Ten healthy volunteers were scanned on a 3.0T MRI (Ingenia, Philips) using a proprietary “3D NerveView Sequence” (NVS), a T2W TSE isotropic sequence (TR 2200, TE 170, 2 mm slice thickness). Three versions of NVS were developed, SEQ1 (no CSENSE), SEQ2 (CSENSE factor = 9) and SEQ3 (CSENSE factor = 9) with acquisition times 6:16, 3:22 and 8:19 minutes respectively. SEQ1 and SEQ2 had the same acquisition and recon matrix of 252X325 and 640X640 while SEQ3 had a higher resolution having acquisition and recon matrix of 316X414 and 720X720 respectively. Contrast-to-Noise Ratio (CNR) was measured in all at the levels of the nerve roots (C5 to T1 levels), trunks and cords using Shinkei’s formula of CNR = (SI-Nerve – SI-Muscle)/ (SI-Nerve + SI-Muscle) where SI is average Signal Intensity in the region.

RESULTS

There was no significant difference in CNR for roots in all three sequences, i.e. SEQ1 – 0.7102±0.102, SEQ2 – 0.7040±0.044 and SEQ3 – 0.7253±0.035. In the trunks, SEQ3 performed as well as SEQ1 with a CNR of 0.567±0.10 against 0.5497±0.09. SEQ2 had a lower CNR of 0.4843±0.11. At the level of cords, SEQ1 outperformed both SEQ2 and SEQ3 with a CNR of 0.4248±0.17 against 0.3079±0.11 and 0.3505±0.19 respectively. We note that CSENSE performs better in areas where average CNR is on the higher side.

CONCLUSION

While CSENSE gives radiologists flexibility of reducing time or increasing resolution, the decision of when and how to use CSENSE depends on the clinical context. It can be used to reduce scan time when root lesions are suspected and improve resolution when lesions of the trunks and cords are suspected.
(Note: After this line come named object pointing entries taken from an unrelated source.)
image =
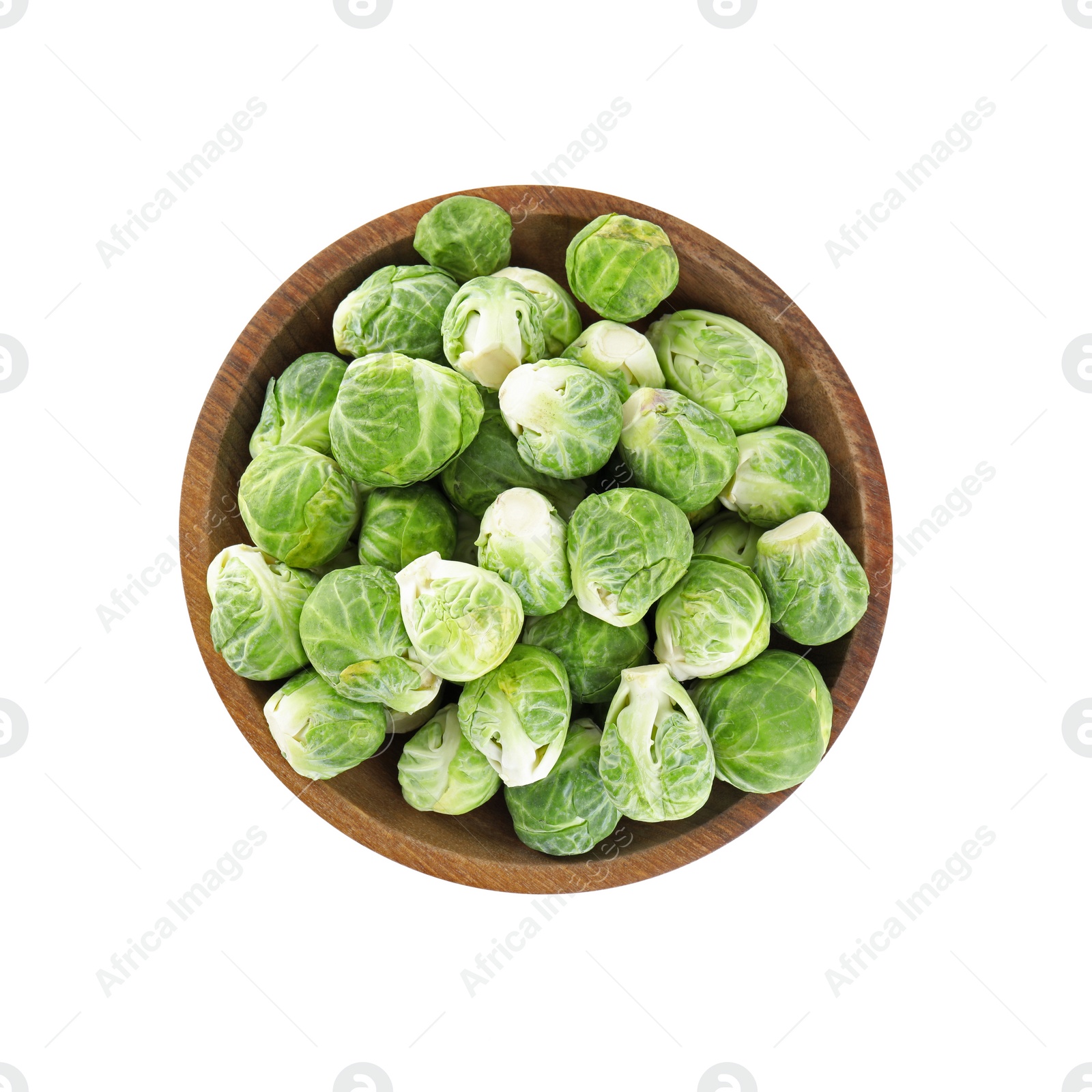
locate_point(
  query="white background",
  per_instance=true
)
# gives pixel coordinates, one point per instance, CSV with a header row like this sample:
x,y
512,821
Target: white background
x,y
951,322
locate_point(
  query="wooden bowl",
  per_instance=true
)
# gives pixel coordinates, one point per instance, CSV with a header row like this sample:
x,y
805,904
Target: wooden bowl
x,y
480,849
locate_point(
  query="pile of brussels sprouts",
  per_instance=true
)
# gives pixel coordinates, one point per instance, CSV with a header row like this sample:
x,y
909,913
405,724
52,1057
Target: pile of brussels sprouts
x,y
471,532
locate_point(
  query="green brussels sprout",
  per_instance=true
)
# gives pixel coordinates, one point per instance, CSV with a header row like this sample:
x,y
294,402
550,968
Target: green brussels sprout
x,y
626,549
355,639
518,713
566,418
256,605
622,268
568,811
522,540
491,326
620,354
398,309
782,473
722,365
655,758
728,535
298,506
440,771
400,724
399,420
713,620
470,528
677,448
594,652
817,589
298,405
467,236
493,464
402,524
769,722
319,732
462,620
560,318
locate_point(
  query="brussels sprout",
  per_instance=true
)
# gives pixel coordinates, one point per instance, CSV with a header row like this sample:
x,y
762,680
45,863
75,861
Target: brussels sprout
x,y
256,604
817,589
713,620
722,365
298,506
769,722
462,620
620,267
518,713
560,318
298,405
319,732
522,540
398,309
655,758
568,811
620,354
566,418
400,724
677,448
399,420
626,549
728,535
594,652
354,637
402,524
491,464
440,771
467,236
782,473
491,327
470,528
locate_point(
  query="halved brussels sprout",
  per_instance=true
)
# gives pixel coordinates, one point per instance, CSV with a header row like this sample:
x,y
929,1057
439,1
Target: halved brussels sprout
x,y
298,405
518,713
566,418
655,759
298,506
399,420
354,637
467,236
522,540
715,618
320,733
594,652
568,811
462,620
723,366
622,268
398,309
491,326
626,549
728,535
620,354
769,722
677,448
440,771
817,589
402,524
560,317
256,605
782,473
493,464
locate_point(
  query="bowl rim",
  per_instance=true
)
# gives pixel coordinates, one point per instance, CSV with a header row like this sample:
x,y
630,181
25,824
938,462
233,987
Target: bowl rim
x,y
601,868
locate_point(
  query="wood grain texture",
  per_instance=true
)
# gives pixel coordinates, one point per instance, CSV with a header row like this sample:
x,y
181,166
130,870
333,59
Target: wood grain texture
x,y
480,849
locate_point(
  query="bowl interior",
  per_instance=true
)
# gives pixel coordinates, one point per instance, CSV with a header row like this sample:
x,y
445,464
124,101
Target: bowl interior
x,y
480,848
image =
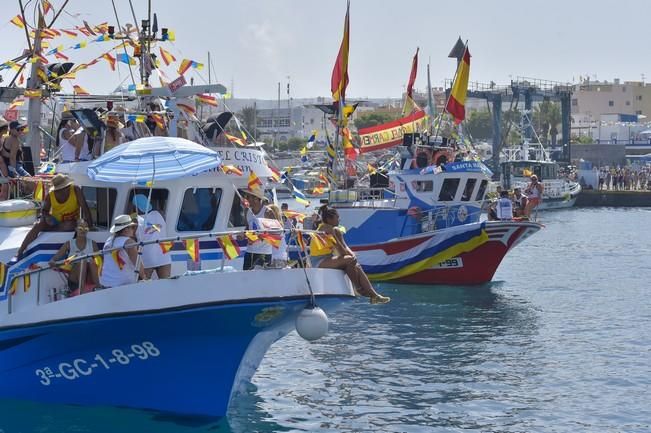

CLINICAL RELEVANCE/APPLICATION

Compressed Sensing for nerve imaging should be part of every radiologist and technologists’ arsenal to conduct patient-specific personalised scanning. Lower scan time leads to improved patient comfort and hence less motion artefacts, and higher resolution improves diagnostic accuracy of the scan.